Spirit 23

Development
- Designer: Robert Finch
- Location: United States
- Year: 1978
- Builder: Glastron
- Role: Cruiser

Boat
- Displacement: 2,800 lb (1,270 kg)
- Draft: 5.00 ft (1.52 m) with centerboard down

Hull
- Type: monohull
- Construction: fiberglass
- LOA: 23.00 ft (7.01 m)
- LWL: 20.00 ft (6.10 m)
- Beam: 7.92 ft (2.41 m)
- Engine: outboard motor

Hull appendages
- Keel: stub keel and centerboard
- Ballast: 800 lb (363 kg)
- Rudder: transom-mounted rudder

Rig
- Rig type: Bermuda rig
- I foretriangle height: 25.00 ft (7.62 m)
- J foretriangle base: 8.67 ft (2.64 m)
- P mainsail luff: 22.50 ft (6.86 m)
- E mainsail foot: 9.50 ft (2.90 m)

Sails
- Sailplan: masthead sloop
- Mainsail area: 106.88 sq ft (9.929 m^{2})
- Jib/genoa area: 108.38 sq ft (10.069 m^{2})
- Total sail area: 215.25 sq ft (19.997 m^{2})

Racing
- PHRF: 240

= Spirit 23 =

1970s American recreational keelboat

The Spirit 23, also called the North American 23, is an American sailboat that was designed by Robert Finch as a cruiser and first built in 1978.

==Production==
The design was built by Glastron in the United States, starting in 1976, initially by their North American Yachts subsidiary in Henderson, Tennessee, as the North American 23. Morgan Yachts, builders of the North American 40, threatened a lawsuit over the naming, resulting in North American Yachts being sold and the boat being built starting in 1978 by a different Glastron subsidiary, Spirit Yachts, in Austin, Texas as the Spirit 23. Production was ended in 1981.

==Design==
The Spirit 23 is a recreational keelboat, built predominantly of fiberglass, with wood trim and an optional cabin "pop-top" for increased headroom. It has a masthead sloop rig, a raked stem, a reverse transom, a transom-hung rudder controlled by a tiller and a stub keel with a retractable centerboard or with a fixed fin keel. A "kick-up" rudder was a factory option.

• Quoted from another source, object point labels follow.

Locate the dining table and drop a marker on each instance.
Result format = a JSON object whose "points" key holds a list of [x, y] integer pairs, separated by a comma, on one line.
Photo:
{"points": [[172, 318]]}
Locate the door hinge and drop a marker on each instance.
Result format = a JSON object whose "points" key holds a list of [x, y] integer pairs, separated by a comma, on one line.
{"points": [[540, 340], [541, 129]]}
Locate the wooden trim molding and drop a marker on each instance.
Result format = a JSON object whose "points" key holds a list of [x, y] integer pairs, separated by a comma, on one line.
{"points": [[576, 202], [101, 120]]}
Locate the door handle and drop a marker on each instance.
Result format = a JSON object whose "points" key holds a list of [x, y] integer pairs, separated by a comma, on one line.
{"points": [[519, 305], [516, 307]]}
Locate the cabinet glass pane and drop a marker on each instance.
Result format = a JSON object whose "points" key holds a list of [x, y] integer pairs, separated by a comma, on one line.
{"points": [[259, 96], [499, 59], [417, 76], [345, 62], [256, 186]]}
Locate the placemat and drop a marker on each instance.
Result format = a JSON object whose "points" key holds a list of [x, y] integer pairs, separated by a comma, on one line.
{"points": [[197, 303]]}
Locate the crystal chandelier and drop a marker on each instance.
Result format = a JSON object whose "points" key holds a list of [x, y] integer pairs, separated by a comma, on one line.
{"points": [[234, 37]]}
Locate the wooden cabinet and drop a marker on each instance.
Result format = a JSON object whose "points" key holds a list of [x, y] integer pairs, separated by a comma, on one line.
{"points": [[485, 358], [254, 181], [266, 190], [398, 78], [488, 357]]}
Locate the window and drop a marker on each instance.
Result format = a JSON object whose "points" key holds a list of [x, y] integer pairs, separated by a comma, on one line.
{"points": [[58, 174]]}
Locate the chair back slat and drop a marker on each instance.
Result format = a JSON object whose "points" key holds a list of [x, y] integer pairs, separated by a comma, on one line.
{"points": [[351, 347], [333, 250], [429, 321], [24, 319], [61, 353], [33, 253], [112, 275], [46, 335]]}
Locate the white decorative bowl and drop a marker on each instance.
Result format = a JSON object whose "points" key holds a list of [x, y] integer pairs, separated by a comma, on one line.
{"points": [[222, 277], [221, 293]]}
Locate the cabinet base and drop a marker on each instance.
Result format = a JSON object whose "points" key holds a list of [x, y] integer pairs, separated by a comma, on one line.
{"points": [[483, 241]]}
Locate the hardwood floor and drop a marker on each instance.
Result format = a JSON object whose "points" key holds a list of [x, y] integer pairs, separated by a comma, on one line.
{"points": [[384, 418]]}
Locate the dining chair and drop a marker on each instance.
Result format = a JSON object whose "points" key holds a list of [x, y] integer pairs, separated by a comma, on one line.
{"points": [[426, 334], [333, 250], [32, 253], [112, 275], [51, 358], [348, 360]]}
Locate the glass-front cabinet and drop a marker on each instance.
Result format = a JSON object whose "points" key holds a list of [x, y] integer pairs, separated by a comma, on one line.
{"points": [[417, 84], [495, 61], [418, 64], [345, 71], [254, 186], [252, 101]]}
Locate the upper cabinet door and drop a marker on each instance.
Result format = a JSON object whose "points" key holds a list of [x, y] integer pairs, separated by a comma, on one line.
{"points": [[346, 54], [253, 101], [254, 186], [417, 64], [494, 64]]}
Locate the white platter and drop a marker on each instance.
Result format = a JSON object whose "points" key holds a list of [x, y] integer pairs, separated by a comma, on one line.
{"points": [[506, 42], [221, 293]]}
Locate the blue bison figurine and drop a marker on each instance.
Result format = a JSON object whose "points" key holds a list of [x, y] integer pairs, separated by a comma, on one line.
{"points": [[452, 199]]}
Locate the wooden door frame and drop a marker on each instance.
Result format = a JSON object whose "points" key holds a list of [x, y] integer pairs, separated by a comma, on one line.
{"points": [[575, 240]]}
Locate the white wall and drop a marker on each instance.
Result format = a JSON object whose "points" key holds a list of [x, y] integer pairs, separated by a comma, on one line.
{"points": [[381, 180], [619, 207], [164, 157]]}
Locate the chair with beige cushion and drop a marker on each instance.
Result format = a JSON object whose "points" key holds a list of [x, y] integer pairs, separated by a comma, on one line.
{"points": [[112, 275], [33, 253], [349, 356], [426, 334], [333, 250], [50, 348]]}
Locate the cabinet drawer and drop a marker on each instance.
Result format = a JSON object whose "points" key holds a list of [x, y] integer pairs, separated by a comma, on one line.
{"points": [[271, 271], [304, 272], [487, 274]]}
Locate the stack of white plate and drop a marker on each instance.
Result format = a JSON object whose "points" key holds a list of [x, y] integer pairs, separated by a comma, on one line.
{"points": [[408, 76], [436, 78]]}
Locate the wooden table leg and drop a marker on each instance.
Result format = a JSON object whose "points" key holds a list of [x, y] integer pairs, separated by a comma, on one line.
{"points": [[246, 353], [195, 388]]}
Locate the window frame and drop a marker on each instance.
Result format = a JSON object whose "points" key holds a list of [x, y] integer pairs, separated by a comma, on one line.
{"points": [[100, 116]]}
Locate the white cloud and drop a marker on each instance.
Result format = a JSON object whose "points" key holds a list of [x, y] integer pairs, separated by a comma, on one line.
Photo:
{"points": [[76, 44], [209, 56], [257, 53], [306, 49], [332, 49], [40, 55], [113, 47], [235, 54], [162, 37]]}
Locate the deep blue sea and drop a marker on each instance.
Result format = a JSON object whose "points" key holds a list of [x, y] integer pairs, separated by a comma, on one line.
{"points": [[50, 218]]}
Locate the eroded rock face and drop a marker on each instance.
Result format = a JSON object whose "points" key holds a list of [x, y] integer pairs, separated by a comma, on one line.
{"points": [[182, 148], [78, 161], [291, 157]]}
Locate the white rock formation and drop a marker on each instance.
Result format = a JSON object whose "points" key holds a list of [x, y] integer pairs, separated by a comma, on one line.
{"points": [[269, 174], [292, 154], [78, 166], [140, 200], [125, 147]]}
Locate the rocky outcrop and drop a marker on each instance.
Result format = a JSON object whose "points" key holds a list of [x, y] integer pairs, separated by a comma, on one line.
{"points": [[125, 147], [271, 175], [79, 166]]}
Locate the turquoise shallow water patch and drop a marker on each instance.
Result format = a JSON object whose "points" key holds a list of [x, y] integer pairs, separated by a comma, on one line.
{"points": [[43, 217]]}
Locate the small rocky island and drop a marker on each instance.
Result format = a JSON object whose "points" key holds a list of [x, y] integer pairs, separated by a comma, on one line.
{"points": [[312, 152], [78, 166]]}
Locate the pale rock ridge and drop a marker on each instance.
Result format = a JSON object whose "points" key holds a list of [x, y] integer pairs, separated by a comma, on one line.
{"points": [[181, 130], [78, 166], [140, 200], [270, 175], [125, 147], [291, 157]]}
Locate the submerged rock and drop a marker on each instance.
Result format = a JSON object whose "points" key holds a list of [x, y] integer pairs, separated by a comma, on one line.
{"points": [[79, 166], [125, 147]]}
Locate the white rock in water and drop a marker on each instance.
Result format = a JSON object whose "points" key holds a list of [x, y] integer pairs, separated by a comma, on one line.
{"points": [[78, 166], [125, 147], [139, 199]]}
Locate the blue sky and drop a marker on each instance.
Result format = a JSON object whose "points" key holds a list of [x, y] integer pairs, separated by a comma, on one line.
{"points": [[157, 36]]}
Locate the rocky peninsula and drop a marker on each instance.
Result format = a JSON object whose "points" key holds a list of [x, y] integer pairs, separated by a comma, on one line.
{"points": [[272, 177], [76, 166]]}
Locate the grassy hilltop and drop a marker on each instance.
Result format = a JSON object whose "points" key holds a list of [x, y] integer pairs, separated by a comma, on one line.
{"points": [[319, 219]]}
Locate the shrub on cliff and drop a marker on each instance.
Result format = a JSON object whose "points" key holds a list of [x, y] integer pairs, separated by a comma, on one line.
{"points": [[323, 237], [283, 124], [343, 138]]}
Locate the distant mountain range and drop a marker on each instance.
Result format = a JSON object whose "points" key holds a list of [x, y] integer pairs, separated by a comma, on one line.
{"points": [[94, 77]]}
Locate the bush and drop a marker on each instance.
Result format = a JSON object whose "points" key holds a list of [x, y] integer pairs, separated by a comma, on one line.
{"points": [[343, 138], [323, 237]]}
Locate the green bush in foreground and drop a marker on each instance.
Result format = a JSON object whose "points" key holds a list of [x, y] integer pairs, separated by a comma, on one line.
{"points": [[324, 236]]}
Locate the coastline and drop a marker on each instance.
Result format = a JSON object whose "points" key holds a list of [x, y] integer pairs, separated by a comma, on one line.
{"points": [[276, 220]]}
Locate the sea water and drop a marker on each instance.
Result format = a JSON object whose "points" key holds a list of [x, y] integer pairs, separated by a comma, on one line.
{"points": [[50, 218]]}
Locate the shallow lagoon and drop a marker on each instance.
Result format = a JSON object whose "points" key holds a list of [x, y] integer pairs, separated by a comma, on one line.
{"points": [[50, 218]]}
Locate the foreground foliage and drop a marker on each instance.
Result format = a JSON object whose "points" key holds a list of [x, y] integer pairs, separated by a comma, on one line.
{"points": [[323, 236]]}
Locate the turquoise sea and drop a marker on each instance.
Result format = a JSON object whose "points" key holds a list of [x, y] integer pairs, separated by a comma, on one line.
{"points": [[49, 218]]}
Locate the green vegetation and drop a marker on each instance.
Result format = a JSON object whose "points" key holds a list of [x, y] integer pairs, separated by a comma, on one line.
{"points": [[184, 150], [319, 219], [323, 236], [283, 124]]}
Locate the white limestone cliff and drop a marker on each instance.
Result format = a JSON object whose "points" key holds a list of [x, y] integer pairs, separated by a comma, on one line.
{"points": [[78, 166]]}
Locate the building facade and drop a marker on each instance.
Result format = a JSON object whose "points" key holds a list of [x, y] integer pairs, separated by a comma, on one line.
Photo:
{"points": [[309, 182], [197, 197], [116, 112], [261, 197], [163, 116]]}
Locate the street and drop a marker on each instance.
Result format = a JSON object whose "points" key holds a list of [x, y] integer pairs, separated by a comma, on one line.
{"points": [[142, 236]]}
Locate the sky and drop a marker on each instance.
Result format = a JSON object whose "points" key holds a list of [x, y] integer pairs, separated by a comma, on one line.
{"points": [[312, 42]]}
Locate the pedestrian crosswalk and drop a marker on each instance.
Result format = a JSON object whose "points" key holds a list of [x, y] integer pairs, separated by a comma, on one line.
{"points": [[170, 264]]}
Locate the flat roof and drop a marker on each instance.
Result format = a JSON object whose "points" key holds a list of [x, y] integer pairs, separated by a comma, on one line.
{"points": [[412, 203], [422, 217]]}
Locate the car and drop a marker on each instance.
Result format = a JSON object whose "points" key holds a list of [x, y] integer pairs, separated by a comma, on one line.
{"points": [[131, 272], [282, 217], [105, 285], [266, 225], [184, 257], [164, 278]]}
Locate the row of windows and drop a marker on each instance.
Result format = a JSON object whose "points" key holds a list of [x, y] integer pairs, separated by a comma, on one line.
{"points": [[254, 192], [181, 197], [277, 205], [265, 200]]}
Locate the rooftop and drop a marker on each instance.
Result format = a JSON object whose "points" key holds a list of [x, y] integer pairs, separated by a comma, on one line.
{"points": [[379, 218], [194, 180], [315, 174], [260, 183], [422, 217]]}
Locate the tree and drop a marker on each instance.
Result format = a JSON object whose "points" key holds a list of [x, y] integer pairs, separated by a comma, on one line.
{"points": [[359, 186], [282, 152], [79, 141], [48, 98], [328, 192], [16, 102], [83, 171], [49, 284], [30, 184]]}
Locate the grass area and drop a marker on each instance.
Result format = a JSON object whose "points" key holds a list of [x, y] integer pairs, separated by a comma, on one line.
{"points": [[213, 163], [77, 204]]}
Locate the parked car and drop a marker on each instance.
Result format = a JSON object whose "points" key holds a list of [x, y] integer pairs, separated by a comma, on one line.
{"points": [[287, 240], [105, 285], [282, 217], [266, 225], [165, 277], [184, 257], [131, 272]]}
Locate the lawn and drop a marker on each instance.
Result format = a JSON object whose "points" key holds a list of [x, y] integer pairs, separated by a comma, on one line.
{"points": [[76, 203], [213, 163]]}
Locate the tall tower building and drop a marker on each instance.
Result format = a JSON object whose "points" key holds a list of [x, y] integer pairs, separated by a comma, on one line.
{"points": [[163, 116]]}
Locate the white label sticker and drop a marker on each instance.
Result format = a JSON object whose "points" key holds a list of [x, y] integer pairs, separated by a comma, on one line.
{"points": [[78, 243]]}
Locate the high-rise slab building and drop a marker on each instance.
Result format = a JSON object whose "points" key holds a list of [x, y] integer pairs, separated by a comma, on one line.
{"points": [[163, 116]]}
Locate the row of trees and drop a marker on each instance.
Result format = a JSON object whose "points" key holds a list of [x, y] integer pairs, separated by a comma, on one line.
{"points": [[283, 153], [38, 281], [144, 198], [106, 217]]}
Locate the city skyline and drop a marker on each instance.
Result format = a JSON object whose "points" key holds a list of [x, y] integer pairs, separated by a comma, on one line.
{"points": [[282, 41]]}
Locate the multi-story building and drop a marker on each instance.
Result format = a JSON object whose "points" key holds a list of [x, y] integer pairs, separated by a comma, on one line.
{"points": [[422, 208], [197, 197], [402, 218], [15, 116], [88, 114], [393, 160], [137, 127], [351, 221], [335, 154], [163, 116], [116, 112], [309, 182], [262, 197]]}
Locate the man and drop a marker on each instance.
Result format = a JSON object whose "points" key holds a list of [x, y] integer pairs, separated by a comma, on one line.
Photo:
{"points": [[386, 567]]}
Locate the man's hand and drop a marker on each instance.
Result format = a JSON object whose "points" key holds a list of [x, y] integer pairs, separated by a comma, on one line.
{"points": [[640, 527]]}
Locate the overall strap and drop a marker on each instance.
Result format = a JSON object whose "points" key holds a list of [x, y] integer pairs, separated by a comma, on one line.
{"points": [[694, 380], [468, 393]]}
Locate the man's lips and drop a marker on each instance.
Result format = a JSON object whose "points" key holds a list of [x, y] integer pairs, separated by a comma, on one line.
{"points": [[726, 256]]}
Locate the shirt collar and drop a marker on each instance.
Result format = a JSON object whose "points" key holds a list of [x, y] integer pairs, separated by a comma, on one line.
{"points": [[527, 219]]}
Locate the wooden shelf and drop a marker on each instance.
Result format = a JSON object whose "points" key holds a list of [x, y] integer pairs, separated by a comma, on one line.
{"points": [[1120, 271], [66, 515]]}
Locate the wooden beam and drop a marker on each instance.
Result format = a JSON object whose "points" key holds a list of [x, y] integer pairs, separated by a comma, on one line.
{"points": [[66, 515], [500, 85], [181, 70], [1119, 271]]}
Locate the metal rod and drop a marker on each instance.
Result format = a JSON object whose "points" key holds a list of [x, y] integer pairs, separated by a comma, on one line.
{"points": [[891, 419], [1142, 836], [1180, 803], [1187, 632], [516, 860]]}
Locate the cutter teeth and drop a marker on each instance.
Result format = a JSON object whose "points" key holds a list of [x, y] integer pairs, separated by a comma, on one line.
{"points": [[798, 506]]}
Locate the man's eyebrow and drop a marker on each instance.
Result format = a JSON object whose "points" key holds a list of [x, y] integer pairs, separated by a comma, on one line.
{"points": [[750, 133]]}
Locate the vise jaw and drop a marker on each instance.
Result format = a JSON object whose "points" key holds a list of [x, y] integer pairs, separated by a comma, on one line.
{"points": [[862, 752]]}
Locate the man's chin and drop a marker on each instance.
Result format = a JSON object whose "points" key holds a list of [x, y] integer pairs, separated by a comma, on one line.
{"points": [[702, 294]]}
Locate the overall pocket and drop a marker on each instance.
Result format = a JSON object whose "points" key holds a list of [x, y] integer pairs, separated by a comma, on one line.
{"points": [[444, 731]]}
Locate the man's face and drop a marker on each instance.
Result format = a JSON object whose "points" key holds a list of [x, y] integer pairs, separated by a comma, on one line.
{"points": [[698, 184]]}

The boat is normally fitted with a small 3 to 6 hp outboard motor for docking and maneuvering.

The design has sleeping accommodation for four people, with a double "V"-berth in the bow cabin, a drop-down dinette and a straight settee in the main cabin. An alternate main cabin plan provided two settee berths in place of the dinette. In this latter arrangement the starboard berth is 10.0 ft long. The galley is located on the starboard side just aft of the bow cabin and is equipped with a two-burner stove and a sink. The head is located in the bow cabin on the port side under the "V"-berth. Cabin headroom is 57 in or 74 in with the optional "pop-top" open.

The design has a PHRF racing average handicap of 240 and a hull speed of 6.0 kn.

==Variants==
- North American 23
Original model built from 1976 to 1978 and equipped with a stub keel and centerboard. It displaces 2800 lb and carries 800 lb of ballast. The boat has a draft of 5.00 ft with the centerboard down and 2.00 ft with it retracted.
- Spirit 23
This centerboard model is the re-designated North American 23, introduced in 1978 under this name and built until 1981. It displaces 2800 lb and carries 800 lb of ballast. The boat has a draft of 5.00 ft with the centerboard down and 2.00 ft with it retracted.
- Spirit 23 K
This fixed keel model was introduced in 1978 and built until 1981. It has a swept fin keel, a taller mast with more sail area, a mid-cockpit mainsheet traveler and a one-piece rudder made from fiberglass. It displaces 3150 lb and carries 1150 lb of lead ballast. The boat has a draft of 3.50 ft.